INCORPORATED LAW SOCIETY OF IRELAND
GAZETTE
Vol. 78 No. 5
June 1984
An "Unbalanced" Bill
W
HILE our legislators are to be commended for the
unusual thoroughness with which the Criminal
Justice Bill is currently being debated, the minor
amendments which the Minister for Justice has either
introduced or accepted still leave the Bill open to
considerable criticism. This journal has already expressed
grave reservations about the central features of the
proposed legislation insofar as it represents a major
intrusion on the doctrine of the presumption of innocence
and the right to silence. The amendments, welcome
though most of them are, have done little to remedy this
intrusion.
The Law Society, in its submissions to the Minister on
the Bill, drew particular attention to the fact that the
powers of detention proposed are capable of applying not
merely to cases where genuinely serious offences are being
investigated but also to many offences which, although
falling within the category bearing the possibility of a
sentence of five years imprisonment, would not generally
be regarded as serious. Many of these offences are not
remotely similar to the kind of crimes, such as mugging,
drug-dealing or the stealing of cars, which the proponents
of the legislation have argued would be more easily
tackled once the Bill became law. It was particularly
disappointing to find Professor John Kelly, T.D.,
apparently failing to appreciate how wide a category of
offences would fall within the ambit of the detention
provisions.
Access by a solicitor to his client, or, more significantly,
access by the client to his solicitor, is still not adequately
covered.

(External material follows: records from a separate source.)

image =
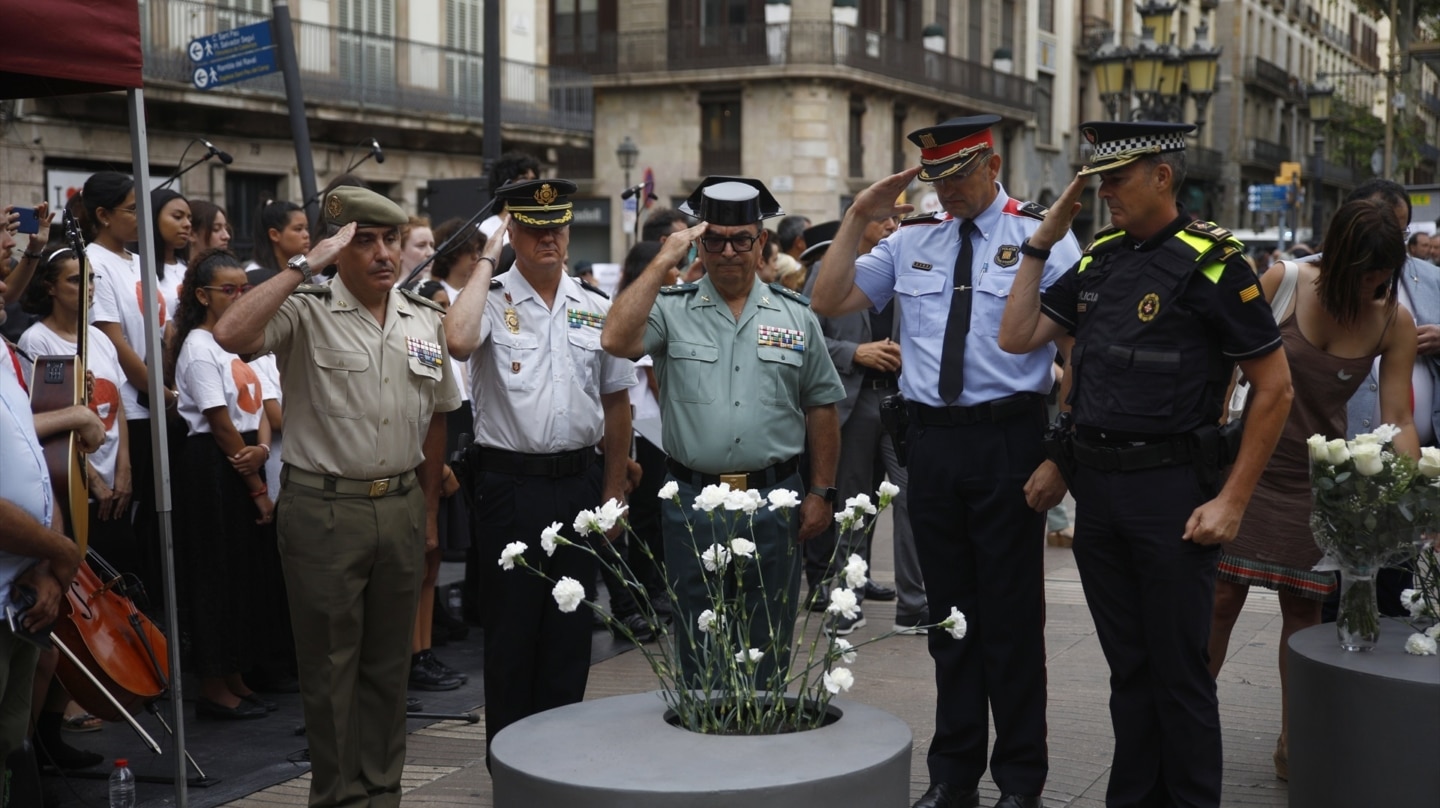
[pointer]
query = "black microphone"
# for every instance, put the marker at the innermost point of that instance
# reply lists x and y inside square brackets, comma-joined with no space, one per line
[225,157]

It will still be possible for a person to be
deliberately detained for questioning on a Friday night so
as to render more difficult the contacting of a solicitor
expeditiously.
In other jurisdictions, panels of solicitors are available
to attend, on a rota basis, at police stations or courts
where persons are arrested or charged outside normal
office hours. A development of this sort may now be
necessary in Ireland, certainly in the major population
centres. It was encouraging to see Dr. Michael Woods,
T.D., putting such a proposal forward and the Minister
agreeing to examine it.
It is unfortunate that proponents of the Bill, including
the Minister, have continued to put forward the argument
that powers of questioning similar to those proposed in
the Bill are available to almost all other police forces in
Europe. Such powers are not part of the ordinary law in
England, being the jurisdiction which shares most closely
our legal system. In other European countries where
suspects can be questioned, it is not done by police
officers but by examining magistrates. While there must
always be reservations about the wisdom of introducing
procedures from one type of legal system into another, it
certainly would be worthy of detailed consideration that,
if questioning of suspects in detention is to be allowed,
such questioning should be done independently of the
Gardai.
Notwithstanding what has so far been written and said
on the Bill since it was first introduced, one still ends up
asking the question, whether the offered "panacea" will
turn out to be worse than the perceived "illness". Why is it
that lawyers, a conservative group in the main, have been
at the forefront of the criticism of the main provisions of
the Bill? Surely lawyers, like everyone else in our society,
are not immune from being mugged or burgled or having
their cars stolen, and should, therefore, welcome the offer
of a "solution"? Perhaps the explanation is that lawyers,
by training, rarely see simple answers to complex
problems and reject solutions which they perceive as
tending to create greater problems.
Our criminal legal system has, up to now, been
carefully moulded by judicial decisions and by statute to
produce that "balance" (the Minister's adopted word)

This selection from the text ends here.